Dissecting the Ullman Variations with a SCALPEL: Why do LLMs fail at Trivial Alterations to the False Belief Task?
Zhiqiang Pi, Annapurna Vadaparty, Benjamin K. Bergen, Cameron R. Jones
TL;DR
The paper investigates why LLMs falter on Theory of Mind tasks when faced with adversarial stimulus changes, using SCALPEL to generate minimal, hypothesis-driven prompt modifications to the Unexpected Contents Task's Transparent-Access variation. It demonstrates that making explicit inferences—such as that a 'see-through' container enables recognizing its contents or that reading a label leads to looking inside—significantly improves GPT-4's accuracy to approximately $90\%$, while GPT-3.5 remains near chance. The results challenge the view that LLMs rely solely on superficial cues and suggest partial, non-robust ToM abilities that depend on explicit bridging inferences. SCALPEL is proposed as a practical, extensible toolkit for dissecting specific cognitive inferences in LLMs and guiding future human-model comparisons.
Abstract
Recent empirical results have sparked a debate about whether or not Large Language Models (LLMs) are capable of Theory of Mind (ToM).
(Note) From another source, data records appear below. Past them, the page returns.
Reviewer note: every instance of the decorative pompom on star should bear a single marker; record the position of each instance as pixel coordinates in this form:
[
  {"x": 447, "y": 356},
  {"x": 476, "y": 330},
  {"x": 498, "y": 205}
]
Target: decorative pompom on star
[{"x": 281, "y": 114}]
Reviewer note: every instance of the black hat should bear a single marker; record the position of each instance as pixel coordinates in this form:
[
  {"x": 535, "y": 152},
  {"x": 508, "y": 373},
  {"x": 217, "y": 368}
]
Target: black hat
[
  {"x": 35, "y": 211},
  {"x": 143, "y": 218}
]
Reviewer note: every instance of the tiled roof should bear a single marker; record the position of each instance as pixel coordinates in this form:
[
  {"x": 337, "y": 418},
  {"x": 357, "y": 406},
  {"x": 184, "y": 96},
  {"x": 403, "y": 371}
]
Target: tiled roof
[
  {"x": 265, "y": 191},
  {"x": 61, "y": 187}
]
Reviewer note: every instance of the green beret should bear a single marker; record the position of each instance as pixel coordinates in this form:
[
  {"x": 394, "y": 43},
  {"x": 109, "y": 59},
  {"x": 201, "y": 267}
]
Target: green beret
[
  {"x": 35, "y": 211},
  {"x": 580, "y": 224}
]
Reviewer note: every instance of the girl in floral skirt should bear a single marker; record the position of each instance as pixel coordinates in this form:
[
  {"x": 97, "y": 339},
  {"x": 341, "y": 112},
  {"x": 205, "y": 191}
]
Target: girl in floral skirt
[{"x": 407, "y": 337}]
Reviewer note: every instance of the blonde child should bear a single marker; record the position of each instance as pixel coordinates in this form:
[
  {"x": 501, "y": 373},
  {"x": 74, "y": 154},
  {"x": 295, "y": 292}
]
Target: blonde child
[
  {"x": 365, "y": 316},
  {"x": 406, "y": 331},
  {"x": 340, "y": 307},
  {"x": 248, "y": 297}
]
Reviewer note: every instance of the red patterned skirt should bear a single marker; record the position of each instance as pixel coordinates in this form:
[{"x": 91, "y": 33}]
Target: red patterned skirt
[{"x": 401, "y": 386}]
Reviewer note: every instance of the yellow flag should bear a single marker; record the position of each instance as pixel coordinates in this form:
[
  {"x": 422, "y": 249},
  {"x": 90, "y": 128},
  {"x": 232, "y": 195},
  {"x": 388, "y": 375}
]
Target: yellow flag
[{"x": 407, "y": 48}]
While some have found LLMs to be successful on ToM evaluations such as the False Belief task, others have shown that their performance is not robust against trivial alterations to stimuli. In this paper, we introduce SCALPEL -- a technique to incrementally modify stimuli to test different specific hypotheses about why LLMs fail -- and apply this method to the "transparent-access" modification of the unexpected contents task. Our results suggest that LLMs often do poorly because they fail to make essential common-sense inferences, such as that seeing a transparent container implies recognizing its contents. We conclude that while modern LLMs go beyond mere pattern matching, they still fall short of robust human-like ToM. We argue that SCALPEL can help cognitive scientists examine LLMs' capabilities in finer detail and provide insight into alternative mechanisms by which tasks that are used to assess human cognition might be completed.